We know that the electric field generated by a changing magnetic field is not conservative. But, for example let' say we have an EMF source that has an internal resistor, the voltage drop across the source is equal to EMF-rI where r is the internal resistance. My question is, inside the EMF source, we have non-conservative electric field but also do we have conservative electric field due to its internal resistor? Please if someone didn't understand the question tells me.

Thank you.
 
on Phys.org
Hi.
You have brought up two different issues. An emf source does not, by definition, have an internal resistor. A real source of emf, if it is located in a specific place, (often) has an equivalent circuit of a true emf in series with a series resistor. All the same rules apply to that resistor as the other resistors in the circuit.
The issue of the non-conservative field is a separate one, I think and this video deals with it quite well. He presents it in an entertaining way.
 
sophiecentaur said:
Hi.
You have brought up two different issues. An emf source does not, by definition, have an internal resistor. A real source of emf, if it is located in a specific place, (often) has an equivalent circuit of a true emf in series with a series resistor. All the same rules apply to that resistor as the other resistors in the circuit.
The issue of the non-conservative field is a separate one, I think and this video deals with it quite well. He presents it in an entertaining way.

Yes, Sorry I meant about an emf source having a non-conservative electric field plus an internal resistor like in a coil. we can say that inside the coil we have a conservative electric field due to its resistor?
 
tonyjk said:
Yes, Sorry I meant about an emf source having a non-conservative electric field plus an internal resistor like in a coil. we can say that inside the coil we have a conservative electric field due to its resistor?
Doesn't that video describe exactly the situation you describe (in effect)?
 
sophiecentaur said:
Doesn't that video describe exactly the situation you describe (in effect)?

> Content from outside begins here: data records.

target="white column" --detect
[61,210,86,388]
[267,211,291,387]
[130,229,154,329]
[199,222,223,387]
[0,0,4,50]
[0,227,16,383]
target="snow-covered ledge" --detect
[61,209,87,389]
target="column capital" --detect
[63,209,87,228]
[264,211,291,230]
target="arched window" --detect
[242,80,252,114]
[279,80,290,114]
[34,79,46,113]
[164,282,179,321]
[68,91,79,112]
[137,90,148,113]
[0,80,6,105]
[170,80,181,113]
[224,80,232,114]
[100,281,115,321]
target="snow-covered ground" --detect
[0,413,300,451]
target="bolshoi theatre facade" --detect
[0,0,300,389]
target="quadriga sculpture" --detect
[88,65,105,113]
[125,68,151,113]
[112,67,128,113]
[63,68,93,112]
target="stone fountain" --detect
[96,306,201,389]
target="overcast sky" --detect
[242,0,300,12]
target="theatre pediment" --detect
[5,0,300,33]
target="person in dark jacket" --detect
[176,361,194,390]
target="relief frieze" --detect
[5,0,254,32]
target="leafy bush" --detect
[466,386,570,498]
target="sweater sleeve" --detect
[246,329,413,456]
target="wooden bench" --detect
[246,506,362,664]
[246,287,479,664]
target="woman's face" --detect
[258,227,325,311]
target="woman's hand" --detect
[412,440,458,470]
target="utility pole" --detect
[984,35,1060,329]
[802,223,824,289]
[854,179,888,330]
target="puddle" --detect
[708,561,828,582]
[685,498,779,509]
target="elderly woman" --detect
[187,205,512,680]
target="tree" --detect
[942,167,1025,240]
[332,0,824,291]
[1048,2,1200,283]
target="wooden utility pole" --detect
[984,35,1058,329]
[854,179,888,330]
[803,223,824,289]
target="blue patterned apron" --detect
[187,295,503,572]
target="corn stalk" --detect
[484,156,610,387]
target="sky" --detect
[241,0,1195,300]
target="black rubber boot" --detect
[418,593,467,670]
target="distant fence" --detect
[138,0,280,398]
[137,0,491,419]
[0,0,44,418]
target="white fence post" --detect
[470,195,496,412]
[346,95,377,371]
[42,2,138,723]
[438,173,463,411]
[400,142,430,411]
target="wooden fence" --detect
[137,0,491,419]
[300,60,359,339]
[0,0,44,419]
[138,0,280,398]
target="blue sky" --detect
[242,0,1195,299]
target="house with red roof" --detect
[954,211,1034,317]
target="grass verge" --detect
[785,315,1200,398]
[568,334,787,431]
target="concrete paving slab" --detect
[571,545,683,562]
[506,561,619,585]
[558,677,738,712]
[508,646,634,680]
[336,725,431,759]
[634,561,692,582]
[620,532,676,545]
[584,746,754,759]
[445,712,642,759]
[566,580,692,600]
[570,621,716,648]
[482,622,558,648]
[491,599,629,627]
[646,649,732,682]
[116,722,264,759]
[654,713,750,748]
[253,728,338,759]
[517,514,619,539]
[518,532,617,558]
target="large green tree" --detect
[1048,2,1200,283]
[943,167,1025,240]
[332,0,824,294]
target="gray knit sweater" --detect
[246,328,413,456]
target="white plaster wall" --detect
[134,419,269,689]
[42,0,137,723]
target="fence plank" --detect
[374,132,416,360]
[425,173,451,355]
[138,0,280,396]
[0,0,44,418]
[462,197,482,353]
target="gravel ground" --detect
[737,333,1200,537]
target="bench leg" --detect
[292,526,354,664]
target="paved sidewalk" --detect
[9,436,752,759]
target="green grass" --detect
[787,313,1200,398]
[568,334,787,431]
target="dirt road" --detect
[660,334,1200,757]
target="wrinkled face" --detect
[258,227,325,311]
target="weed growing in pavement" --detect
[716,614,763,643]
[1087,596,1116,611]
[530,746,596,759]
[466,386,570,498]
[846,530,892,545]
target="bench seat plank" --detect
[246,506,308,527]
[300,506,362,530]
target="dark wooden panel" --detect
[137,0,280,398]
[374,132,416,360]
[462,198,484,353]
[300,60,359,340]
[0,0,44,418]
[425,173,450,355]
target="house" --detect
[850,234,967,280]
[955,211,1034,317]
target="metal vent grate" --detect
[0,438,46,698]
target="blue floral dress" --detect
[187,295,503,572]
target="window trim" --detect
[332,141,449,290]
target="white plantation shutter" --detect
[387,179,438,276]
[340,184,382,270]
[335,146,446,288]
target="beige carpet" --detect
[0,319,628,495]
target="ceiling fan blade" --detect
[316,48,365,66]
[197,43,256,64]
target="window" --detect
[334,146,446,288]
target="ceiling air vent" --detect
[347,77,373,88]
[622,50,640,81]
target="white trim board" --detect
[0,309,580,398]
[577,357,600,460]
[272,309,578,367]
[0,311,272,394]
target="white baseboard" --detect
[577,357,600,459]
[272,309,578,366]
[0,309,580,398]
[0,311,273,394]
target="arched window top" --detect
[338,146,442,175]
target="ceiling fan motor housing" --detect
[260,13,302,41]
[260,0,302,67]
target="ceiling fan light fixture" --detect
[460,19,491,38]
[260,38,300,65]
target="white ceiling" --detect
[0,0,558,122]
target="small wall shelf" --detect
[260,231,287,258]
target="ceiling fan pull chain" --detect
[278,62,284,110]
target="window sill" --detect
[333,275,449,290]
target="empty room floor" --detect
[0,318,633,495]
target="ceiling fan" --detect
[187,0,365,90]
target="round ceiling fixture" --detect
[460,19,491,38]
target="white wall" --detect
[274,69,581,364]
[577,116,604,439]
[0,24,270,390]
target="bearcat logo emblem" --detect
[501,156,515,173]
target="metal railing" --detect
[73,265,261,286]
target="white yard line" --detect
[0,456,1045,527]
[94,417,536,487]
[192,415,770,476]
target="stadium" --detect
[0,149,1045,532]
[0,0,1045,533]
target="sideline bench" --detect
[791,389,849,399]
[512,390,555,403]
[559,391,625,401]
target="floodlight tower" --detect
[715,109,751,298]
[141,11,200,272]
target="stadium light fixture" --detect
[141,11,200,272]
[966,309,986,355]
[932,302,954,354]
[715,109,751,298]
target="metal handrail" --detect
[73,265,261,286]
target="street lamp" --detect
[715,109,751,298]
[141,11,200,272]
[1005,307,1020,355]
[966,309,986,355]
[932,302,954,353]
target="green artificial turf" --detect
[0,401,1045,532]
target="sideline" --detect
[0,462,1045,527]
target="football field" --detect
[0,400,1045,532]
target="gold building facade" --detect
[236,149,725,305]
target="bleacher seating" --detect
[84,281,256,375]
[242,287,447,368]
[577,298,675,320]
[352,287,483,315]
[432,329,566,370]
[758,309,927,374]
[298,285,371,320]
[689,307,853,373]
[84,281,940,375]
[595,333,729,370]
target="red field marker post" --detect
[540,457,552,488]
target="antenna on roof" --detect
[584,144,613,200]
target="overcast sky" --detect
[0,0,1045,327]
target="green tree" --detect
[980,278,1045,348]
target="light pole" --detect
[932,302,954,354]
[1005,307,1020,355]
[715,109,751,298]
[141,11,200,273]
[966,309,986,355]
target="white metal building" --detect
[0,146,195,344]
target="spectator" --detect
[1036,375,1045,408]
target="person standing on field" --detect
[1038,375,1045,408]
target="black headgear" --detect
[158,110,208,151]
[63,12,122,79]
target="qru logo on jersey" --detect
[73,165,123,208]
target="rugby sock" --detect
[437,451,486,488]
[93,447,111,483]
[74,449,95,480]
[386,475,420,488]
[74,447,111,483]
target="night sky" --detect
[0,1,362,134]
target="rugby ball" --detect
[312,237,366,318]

Okay, you mentioned before that an internal resistor is like a normal resistor. So yes it describes the situation. Just I was confused about the internal resistor and the difference between normal one because physically the coil is one object that has ideal coil + resistor.
Thanks anyway
 
tonyjk said:
an internal resistor is like a normal resistor.
But with one difference. You can't measure the voltage drop across it - and it's only an 'equivalent' component in as far as the loss mechanism can be anywhere and anything that's 'inside' the component. In your though experiment, you couldn't put a meter where the one in the video appears so you wouldn't get any paradoxical results. This stuff is quite confusing because of the temptation to assume that you really would get different results just by re-connecting a meter.
tonyjk said:
a conservative electric field due to its resistor
I'm not sure about this one because the resistor in question is distributed within the coil. Would the conservative field idea still apply?
 
sophiecentaur said:
But with one difference. You can't measure the voltage drop across it - and it's only an 'equivalent' component in as far as the loss mechanism can be anywhere and anything that's 'inside' the component. In your though experiment, you couldn't put a meter where the one in the video appears so you wouldn't get any paradoxical results. This stuff is quite confusing because of the temptation to assume that you really would get different results just by re-connecting a meter.

I'm not sure about this one because the resistor in question is distributed within the coil. Would the conservative field idea still apply?

Then why there's drop in potential if there's no conservative electric field?